ICCV 2023 Accepted Paper
Link: https://arxiv.org/abs/2210.04845
Summary
- FSOD system must fulfil the following desiderata:
- it must be used as is, without requiring any fine-tuning at test time
- it must be able to process an arbitrary number of novel objects concurrently
- while supporting an arbitrary number of examples from each class
- it must achieve accuracy comparable to a closed system
- few-shot detection transformer (FS-DETR) based on visual prompting that can address both desiderata (a) and (b)
- Two Keys:
- feed the provided visual templates of the novel classes as visual prompts during test time
- “stamp” these prompts with pseudo-class embeddings (akin to soft prompting), which are then predicted at the output of the decoder.
Introduction or Motivation
- Few-Shot Object Detection (FSOD):
- the problem of detecting a novel class not seen during training and, hence, can potentially address many of the aforementioned challenges.
- the requirement for re-training makes them significantly more difficult to deploy on the fly and in real-time or on devices with limited capabilities for training.
- the visual template(s) from the new class(es) are used in two ways during test time:
- in FS-DETR’s encoder to filter the backbone’s image features via cross-attention, and more importantly
- as visual prompts in FS-DETR’s decoder, “stamped” with special pseudo-class encodings and prepended to the learnable object queries
Method
- Definition of Novel set and Base set:
- $C=C_{novel} \cup C_{base}$
- $C_{novel} \cap C_{base} = \empty$
Template encoding:
- Template encoding:
- Let $T_{i,j} \in \mathbb{R}^{H_p \times W_p \times 3}$, where $i \in \{1, \ldots, m\}$ and $j \in \{1, \ldots, k\}$, be the template images of the available classes (sampled from $C_{\text{base}}$ during training).
- $m$ is the number of classes at the current training iteration (can vary).
- $k$ is the number of examples per class (k-shots)

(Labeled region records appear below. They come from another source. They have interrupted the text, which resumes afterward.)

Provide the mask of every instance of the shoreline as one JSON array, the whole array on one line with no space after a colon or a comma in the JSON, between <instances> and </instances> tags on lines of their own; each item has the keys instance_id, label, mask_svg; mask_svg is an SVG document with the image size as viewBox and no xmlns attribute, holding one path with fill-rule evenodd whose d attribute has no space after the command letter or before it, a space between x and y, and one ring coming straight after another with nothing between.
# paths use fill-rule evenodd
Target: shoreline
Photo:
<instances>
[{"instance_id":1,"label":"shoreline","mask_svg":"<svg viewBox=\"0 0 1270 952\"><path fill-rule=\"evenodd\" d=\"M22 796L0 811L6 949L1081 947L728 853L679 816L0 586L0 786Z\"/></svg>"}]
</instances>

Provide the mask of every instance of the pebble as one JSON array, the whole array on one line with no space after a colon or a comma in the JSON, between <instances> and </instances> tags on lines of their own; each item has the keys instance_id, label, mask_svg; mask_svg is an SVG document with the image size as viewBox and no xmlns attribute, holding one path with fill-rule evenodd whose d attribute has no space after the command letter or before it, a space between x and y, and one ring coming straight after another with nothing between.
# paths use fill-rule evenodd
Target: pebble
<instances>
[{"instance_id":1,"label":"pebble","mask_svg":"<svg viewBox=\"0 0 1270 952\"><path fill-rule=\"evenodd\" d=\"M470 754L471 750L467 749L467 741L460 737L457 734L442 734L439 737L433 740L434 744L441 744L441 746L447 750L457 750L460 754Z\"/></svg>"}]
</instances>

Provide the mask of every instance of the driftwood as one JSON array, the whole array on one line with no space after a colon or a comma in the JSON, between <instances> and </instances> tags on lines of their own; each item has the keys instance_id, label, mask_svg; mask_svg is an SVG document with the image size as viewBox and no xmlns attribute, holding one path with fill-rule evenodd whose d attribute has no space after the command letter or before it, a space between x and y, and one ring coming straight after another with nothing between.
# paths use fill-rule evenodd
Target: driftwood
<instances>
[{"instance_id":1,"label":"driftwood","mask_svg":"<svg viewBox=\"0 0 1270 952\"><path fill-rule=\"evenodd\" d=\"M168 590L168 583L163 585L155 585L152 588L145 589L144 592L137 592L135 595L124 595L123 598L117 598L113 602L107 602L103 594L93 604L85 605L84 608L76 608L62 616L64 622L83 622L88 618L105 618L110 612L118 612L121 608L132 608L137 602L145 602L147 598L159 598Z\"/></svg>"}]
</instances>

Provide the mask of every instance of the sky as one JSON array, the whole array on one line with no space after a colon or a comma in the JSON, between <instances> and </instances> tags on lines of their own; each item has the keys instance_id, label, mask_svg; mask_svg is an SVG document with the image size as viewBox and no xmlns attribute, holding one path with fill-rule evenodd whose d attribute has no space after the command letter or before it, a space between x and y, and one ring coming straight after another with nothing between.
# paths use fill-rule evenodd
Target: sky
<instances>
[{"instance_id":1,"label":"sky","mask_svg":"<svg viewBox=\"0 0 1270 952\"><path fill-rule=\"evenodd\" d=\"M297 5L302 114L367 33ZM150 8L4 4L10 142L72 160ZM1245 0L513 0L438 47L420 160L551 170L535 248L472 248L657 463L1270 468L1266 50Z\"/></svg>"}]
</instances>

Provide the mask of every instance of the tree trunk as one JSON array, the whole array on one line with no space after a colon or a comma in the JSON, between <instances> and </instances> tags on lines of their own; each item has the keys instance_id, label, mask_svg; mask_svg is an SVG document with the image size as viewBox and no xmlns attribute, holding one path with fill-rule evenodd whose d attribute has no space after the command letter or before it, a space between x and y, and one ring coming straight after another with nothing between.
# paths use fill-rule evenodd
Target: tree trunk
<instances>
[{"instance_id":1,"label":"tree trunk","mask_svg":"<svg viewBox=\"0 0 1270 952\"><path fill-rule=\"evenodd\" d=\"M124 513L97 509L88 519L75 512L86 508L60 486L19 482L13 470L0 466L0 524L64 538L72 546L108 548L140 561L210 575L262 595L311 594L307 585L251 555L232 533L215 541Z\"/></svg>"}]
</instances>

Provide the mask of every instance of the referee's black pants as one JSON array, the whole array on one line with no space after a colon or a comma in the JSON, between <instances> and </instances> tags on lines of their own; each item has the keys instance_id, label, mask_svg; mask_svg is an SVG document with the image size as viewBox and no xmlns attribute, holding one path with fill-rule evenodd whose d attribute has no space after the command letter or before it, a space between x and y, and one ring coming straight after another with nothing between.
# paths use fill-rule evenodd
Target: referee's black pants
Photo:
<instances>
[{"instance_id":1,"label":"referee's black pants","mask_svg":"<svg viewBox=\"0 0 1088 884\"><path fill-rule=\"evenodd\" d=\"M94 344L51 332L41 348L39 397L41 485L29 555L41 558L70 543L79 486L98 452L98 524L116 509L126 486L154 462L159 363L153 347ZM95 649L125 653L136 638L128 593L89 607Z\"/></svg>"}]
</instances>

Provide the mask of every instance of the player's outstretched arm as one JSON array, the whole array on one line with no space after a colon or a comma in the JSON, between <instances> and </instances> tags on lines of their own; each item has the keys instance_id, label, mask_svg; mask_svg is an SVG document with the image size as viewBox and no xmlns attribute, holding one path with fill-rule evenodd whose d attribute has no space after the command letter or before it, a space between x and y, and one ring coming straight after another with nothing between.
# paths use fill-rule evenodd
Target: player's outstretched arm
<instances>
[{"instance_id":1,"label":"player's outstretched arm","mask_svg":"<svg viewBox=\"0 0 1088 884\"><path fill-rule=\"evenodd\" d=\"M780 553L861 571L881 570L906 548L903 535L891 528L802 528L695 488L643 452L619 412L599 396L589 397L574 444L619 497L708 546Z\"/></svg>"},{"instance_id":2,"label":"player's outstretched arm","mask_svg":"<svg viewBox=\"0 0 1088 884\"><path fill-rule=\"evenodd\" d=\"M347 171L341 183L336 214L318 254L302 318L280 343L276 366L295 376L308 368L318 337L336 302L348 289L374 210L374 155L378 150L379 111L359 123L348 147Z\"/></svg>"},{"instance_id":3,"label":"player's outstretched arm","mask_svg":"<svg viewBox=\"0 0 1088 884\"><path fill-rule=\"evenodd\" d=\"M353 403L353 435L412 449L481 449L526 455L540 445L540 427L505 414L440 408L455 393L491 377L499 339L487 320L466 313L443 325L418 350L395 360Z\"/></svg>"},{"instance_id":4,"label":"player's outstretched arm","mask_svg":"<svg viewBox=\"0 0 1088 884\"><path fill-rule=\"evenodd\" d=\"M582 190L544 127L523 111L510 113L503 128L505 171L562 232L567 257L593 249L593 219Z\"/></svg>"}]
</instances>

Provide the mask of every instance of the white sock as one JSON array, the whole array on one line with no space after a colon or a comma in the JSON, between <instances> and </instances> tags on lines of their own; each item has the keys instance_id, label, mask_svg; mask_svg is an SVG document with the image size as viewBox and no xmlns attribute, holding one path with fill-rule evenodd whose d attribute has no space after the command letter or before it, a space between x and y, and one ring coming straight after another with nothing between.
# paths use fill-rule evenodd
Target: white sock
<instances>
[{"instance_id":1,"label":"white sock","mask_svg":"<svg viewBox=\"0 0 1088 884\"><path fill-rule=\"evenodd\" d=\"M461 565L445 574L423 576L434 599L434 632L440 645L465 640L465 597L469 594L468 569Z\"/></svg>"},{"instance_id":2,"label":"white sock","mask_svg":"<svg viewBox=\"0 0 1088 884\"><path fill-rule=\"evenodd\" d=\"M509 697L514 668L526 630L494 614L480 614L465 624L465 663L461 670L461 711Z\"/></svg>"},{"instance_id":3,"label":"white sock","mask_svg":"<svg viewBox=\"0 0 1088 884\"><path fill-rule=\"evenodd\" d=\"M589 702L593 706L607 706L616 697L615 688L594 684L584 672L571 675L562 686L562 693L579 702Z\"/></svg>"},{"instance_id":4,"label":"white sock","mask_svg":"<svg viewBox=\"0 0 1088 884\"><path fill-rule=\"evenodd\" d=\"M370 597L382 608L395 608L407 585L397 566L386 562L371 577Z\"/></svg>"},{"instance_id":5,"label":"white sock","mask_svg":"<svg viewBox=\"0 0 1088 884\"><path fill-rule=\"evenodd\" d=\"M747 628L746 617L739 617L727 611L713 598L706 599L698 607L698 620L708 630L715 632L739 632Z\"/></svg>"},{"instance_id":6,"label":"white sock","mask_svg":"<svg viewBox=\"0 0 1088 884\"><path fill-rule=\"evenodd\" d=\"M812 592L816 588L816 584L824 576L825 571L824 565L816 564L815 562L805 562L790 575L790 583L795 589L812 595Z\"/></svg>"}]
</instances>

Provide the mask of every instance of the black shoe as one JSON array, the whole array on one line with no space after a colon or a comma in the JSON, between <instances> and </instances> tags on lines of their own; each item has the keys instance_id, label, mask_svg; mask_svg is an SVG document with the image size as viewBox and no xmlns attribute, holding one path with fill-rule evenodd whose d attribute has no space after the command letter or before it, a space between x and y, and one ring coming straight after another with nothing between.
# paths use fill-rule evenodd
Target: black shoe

- A CNN backbone (e.g., ResNet-50) generates template features $\mathbf{X} = \text{CNN}(\mathbf{T})$, with $\mathbf{X} \in \mathbb{R}^{mk \times d}$
- using either average or attention pooling
- Let $T_{i,j} \in \mathbb{R}^{H_p \times W_p \times 3}$, where $i \in \{1, \ldots, m\}$ and $j \in \{1, \ldots, k\}$, be the template images of the available classes (sampled from $C_{\text{base}}$ during training).
Pseudo-class embeddings:
- Propose to dynamically and randomly associate, at each training iteration, the $k$ template prompts in $\mathbf{X}$ belonging to the $i^{th}$ class (for that iteration) with a pseudo-class represented by a pseudo-class embedding $\mathbf{c}_i^s \in \mathbb{R}^d$, which are added to the templates as follows:
- $\mathbf{X}^s = \mathbf{X} + \mathbf{C}^s$ where $\mathbf{C}^s \in \mathbb{R}^{mk \times d}$ contains the pseudo-class embeddings for all templates at the current iteration.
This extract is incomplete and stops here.